MATERIALS AND METHODS
We analyzed medical records and radiographs to determine fusion rate and complication risk of 22 sequential patients allowed to walk under short leg cast within 3 days after arthroscopic ankle arthrodesis using 2 screws from January 2008 to June 2012. The minimum follow-up period was 18 months, and the mean age of the patients was 67 years.
RESULTS
The mean visual analog scale was decreased from 8.9 points preoperatively to 2.3 points after 12 months. Complete ankle fusion was achieved in 19 patients (86.4%) at 3-month follow-up. There were 2 cases of delayed union and one case of nonunion at 12-month follow-up. There was no other complication such as wound problem, persistent swelling of the ankle.
CONCLUSION
Bony union may not be interfered even though patients were allowed to walk under cast within a few days after arthroscopic ankle arthrodesis.

Keyword

Ankle; Arthroscopy; Arthrodesis; Early weight bearing

MeSH Terms

Ankle*
Arthrodesis*
Arthroscopy
Follow-Up Studies
Humans
Leg
Medical Records
Visual Analog Scale
Walking*
Weight-Bearing*
Wounds and Injuries

Figure

  • Figure 1. The preoperative anteroposterior (A) and lateral (B) radiographs of 68-year-old male patient showed severe osteoarthritis of the left ankle. (C, D) This patient was allowed to bear weight in a short leg walking cast on postoperative day. (E, F) Postoperative radiographs at 3 months demonstrated solid fusion of the joint.

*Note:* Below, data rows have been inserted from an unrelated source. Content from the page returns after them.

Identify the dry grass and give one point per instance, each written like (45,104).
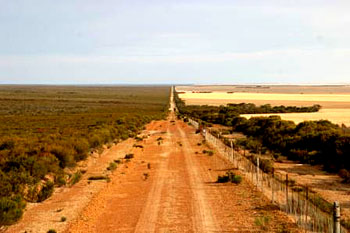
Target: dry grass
(337,116)
(335,100)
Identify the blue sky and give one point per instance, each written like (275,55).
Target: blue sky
(183,41)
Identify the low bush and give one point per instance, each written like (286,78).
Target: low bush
(129,156)
(112,166)
(46,191)
(75,178)
(208,152)
(11,209)
(229,177)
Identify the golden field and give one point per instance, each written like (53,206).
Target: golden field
(335,115)
(335,100)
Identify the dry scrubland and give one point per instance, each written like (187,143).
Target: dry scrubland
(335,100)
(46,130)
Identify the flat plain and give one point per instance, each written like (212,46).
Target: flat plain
(334,100)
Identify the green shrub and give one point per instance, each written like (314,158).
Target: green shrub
(81,147)
(229,177)
(263,222)
(46,191)
(98,178)
(129,156)
(64,155)
(11,209)
(75,178)
(237,179)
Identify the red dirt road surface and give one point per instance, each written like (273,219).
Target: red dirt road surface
(169,186)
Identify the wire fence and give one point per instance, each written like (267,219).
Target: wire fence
(300,202)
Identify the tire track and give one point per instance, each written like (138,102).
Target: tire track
(203,218)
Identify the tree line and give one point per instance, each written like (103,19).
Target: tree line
(314,142)
(45,131)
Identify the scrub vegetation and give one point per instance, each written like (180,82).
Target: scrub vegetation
(314,142)
(46,130)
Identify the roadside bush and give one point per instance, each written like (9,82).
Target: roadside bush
(98,178)
(81,147)
(64,155)
(345,175)
(129,156)
(75,178)
(229,177)
(11,209)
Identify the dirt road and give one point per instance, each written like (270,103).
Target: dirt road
(169,186)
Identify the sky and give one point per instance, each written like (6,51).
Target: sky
(168,41)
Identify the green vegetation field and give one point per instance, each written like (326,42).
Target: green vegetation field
(46,129)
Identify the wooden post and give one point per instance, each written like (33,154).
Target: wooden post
(231,150)
(287,192)
(272,185)
(336,217)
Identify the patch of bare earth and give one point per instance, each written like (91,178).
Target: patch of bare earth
(329,186)
(166,187)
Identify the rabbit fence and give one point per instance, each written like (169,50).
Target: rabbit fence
(310,212)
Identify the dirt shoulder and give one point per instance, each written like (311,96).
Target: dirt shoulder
(169,186)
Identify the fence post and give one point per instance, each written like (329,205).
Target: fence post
(336,217)
(257,172)
(232,151)
(287,193)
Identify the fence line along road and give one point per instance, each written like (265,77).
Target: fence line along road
(299,202)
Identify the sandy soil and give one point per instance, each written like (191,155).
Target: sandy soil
(166,187)
(329,186)
(290,89)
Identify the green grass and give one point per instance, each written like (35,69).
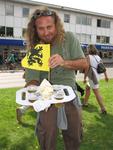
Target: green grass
(98,129)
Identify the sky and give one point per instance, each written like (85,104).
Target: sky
(99,6)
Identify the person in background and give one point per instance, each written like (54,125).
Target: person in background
(93,82)
(79,88)
(67,56)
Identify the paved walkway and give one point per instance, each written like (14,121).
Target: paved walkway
(15,78)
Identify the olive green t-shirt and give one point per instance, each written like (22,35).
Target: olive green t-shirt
(69,50)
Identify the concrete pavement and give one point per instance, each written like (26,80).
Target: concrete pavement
(10,79)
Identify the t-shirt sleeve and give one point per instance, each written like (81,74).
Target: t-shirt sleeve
(31,74)
(76,51)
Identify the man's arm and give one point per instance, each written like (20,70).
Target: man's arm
(57,60)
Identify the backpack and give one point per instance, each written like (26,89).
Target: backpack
(100,67)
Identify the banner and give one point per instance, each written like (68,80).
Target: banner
(38,58)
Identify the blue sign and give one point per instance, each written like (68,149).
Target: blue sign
(12,42)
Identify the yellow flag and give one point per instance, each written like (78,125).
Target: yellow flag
(38,58)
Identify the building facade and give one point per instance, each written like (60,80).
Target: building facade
(89,27)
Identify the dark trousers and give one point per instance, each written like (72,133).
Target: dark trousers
(47,128)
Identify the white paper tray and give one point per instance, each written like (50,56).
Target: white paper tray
(42,104)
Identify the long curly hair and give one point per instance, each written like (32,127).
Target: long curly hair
(31,33)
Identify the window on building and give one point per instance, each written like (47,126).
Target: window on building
(67,18)
(83,20)
(84,38)
(2,31)
(25,12)
(103,23)
(9,31)
(103,39)
(9,10)
(23,32)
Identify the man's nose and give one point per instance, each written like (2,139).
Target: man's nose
(46,32)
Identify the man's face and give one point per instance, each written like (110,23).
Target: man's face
(46,29)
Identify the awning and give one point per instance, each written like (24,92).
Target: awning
(12,42)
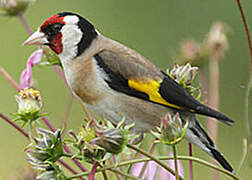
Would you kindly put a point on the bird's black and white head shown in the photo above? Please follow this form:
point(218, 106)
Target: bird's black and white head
point(67, 34)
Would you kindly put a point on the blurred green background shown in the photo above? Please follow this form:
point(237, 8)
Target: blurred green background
point(153, 28)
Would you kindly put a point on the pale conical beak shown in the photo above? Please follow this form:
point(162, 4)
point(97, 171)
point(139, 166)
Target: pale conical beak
point(37, 38)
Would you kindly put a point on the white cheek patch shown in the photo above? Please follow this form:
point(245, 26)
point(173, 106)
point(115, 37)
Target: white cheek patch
point(71, 19)
point(71, 37)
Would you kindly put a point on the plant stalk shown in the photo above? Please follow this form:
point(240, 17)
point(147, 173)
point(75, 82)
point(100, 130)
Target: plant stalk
point(125, 163)
point(175, 162)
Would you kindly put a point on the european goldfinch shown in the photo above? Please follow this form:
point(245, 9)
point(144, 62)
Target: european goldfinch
point(111, 79)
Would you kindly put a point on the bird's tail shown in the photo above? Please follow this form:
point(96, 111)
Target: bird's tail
point(197, 135)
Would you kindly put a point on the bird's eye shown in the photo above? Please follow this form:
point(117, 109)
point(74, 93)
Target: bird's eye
point(56, 27)
point(52, 29)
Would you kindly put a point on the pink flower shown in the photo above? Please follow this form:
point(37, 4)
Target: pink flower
point(154, 171)
point(26, 76)
point(172, 166)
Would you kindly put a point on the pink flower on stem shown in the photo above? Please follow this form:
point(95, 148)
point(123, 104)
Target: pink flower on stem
point(172, 166)
point(153, 171)
point(26, 76)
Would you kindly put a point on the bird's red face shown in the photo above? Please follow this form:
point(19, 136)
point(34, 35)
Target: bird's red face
point(67, 34)
point(51, 27)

  • Figure 2. The preoperative (A) and immediate postoperative (B) lateral radiograph of 63-year-old female patient showed the gap was formed all over the joint after the surgery. (C) The postoperative radiograph at 16 weeks demonstrated incomplete fusion at the posterior joint.

  • Figure 3. The single case of nonunion in our study. The preoperative (A) and immediate postoperative (B) lateral radiograph of 71-year-old female patient showed large gap was formed at the anterior joint after screw fixation. (C) At six weeks the screw was migrated and the size of the anterior gap was decreased after weight bearing ambulation. (D) The postoperative radiograph at 12 months demonstrated fibrous nonunion of the joint after reinsertion of the screw.